9. What Kills These Companies
- Forethought — acquired by Zendesk March 2026, ~$200M+. Mid-tier squeezed between Zendesk-AI bottom and Sierra/Decagon top. Lesson: middle is hard to defend.
- Subtl.ai shut down July 2025 — horizontal "AI for knowledge" without vertical fit
- DigitalGenius — pre-LLM era, pivoted to Shopify/ecom niche, no longer in conversation
- 27% of AI startups (3,800) shut down 2025, +13% (1,800) early 2026 — ~40% failure in 24mo
- Cresta scaling cautionary: $52M rev / 508 employees = broken cost structure
- Qualtrics: AI customer service fails at 4× rate of any other AI use case for end-customer satisfaction
10. Five Sharpest Economic Insights
-
HITL has fundamentally better unit economics than full-autonomy. $0.15 inference + $1.80 reduced human = ~$2/ticket. Customer keeps control. Sell certainty, not deflection.
-
Vendor margin floor is 60-65%, not 80%. FDE/solutions is COGS, not S&M. Build pricing to land at $2-3/ticket-touched (HITL) so $100K customer = ~50K tickets/yr — covers FDE.
-
Per-resolution is the puck, but the puck is moving to hybrid. Pure per-resolution produces customer rage at scale and renegotiation when AI improves. Price like Twilio: floor + meter + ceiling.
-
Viable customer floor ~30/day, sweet spot 100-500/day. Below 30 → fixed cost crushes ROI. Above 2,000 → bespoke compresses margins. Mid-market is AZ-shaped target — also where Dapper sits and most crypto/web3 lives.
-
Inference costs NOT going to zero. Sonnet 4.6 flat from 4.5; GPT-5.5 doubled prices April 2026. The era of monotonic price drops is over. Win comes from caching architecture, cascaded routing, bounded agentic loops — not from waiting for prices to fall. Build cost discipline into v1.

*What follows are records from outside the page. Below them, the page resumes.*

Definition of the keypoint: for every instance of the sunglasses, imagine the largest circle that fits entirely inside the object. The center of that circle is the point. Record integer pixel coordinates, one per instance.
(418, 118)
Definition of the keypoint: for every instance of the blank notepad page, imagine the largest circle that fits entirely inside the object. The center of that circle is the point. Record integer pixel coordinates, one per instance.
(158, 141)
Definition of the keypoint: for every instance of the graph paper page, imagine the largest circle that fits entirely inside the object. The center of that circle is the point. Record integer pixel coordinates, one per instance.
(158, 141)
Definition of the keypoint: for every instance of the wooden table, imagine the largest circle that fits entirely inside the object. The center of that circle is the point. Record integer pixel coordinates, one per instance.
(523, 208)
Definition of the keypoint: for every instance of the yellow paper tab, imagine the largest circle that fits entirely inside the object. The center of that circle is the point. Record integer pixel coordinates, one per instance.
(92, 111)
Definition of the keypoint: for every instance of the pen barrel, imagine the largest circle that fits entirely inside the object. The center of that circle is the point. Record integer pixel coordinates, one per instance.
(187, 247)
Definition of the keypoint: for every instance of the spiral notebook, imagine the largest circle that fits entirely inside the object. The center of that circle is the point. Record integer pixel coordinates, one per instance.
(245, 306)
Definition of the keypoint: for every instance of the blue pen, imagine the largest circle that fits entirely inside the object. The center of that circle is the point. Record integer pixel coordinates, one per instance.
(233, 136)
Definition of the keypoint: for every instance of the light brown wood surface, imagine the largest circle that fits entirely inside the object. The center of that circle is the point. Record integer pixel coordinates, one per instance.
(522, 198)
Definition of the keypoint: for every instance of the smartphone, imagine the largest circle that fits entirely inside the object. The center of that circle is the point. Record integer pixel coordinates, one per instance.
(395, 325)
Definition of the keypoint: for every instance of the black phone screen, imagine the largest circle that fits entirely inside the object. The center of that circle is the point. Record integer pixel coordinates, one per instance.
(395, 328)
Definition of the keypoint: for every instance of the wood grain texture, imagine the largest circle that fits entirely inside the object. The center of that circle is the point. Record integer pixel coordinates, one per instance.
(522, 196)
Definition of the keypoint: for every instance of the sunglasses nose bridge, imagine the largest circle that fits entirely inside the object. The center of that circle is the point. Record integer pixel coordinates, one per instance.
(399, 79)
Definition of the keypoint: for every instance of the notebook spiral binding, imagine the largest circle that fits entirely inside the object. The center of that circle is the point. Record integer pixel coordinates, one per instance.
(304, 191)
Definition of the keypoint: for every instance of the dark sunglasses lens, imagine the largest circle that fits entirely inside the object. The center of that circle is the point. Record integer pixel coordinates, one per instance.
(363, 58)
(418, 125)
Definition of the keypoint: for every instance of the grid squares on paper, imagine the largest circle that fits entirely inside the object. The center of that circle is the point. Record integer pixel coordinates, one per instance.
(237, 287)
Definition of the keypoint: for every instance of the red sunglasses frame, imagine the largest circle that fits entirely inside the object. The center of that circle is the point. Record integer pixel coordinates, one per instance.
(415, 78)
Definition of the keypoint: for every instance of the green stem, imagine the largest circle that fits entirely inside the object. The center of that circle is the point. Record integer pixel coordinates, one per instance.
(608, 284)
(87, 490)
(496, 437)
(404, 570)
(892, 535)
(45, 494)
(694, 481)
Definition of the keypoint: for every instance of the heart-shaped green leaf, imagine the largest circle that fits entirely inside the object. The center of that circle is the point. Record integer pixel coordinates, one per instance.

Bottom-line: A focused 4-engineer AZ team can plausibly hit $1M ARR in 18 months on $2-2.5M burn by targeting 100-500-tickets/day mid-market with HITL-first product, hybrid pricing (~$60K floor + $0.50/ticket overage), and vertical wedge (web3/crypto Tier-2 work). Avoid Sierra/Cresta playbook of $200M+ raises for F500 logos.
Risk: LLM platform players (Anthropic, OpenAI) ship "support agent" first-party in 2026-27 and compress vertical into a feature. Defensible moat = integration depth + vertical workflows + HITL UX, not model orchestration.